まず、最初に説明していたのが、「背広」についてでした。本書では背広を大人になった証として説明しています。また、背広の色についても、紺がいいと断言しており、そこにはそれなりの理由が述べられていましたが、個人的には黒がいいなと思いました。

次に、酒場での流儀について言及しており、酒場ではタバコは吸わず、そして何より酔っぱらってはいけないと書かれています。そもそも酔うために酒を飲んでいる人も少なくないと思われるのですが、確かに、酔っぱらうと人に迷惑をかけるかもしれないし、何より飲んでいる酒の味がわからなくなるということもあり得ます。しかし、酒を飲んだうえで酔っぱらうなというのはかなりの難題だと個人的に思いました。

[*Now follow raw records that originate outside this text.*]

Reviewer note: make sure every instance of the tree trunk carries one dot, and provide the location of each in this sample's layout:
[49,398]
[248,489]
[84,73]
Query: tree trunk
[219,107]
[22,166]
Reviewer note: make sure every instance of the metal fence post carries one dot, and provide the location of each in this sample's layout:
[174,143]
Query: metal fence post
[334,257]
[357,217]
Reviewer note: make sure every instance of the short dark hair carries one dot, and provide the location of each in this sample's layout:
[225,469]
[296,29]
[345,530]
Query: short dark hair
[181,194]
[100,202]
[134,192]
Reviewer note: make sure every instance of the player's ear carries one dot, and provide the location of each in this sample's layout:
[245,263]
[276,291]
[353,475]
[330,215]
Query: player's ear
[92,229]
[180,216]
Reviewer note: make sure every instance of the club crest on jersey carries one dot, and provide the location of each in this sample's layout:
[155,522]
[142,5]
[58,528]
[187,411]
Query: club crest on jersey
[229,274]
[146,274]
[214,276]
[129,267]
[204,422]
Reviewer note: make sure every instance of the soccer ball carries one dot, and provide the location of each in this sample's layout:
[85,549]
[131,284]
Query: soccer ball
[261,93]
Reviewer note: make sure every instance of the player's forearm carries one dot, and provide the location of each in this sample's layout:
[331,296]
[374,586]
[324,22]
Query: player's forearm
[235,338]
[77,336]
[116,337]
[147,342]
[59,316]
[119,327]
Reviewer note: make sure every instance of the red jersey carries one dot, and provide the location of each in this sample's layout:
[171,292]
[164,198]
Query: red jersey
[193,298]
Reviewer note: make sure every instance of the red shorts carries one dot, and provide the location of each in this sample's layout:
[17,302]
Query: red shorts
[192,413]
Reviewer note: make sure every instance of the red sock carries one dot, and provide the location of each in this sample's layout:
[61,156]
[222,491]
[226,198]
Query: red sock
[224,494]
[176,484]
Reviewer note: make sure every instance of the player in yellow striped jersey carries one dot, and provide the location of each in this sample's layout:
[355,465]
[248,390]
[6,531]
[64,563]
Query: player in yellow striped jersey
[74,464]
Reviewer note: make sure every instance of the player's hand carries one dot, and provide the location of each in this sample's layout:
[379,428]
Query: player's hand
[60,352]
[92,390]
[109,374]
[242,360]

さらに、挨拶や手紙の書き方についても言及しており、企業や団体の中でもあいさつによって評価されることは少なくないが、「型」という考えが薄れ、挨拶という考えが弱くなっているとも書かれていました。

この本の中に書かれていることは、現代の若者、特に大学生から見れば古臭いものに映るかもしれません。しかし、個人的には、この本に書かれていることは一つの「見本」として、また、自分の中の「見本」を見つけるためのきっかけとして役に立つのではないかと思います。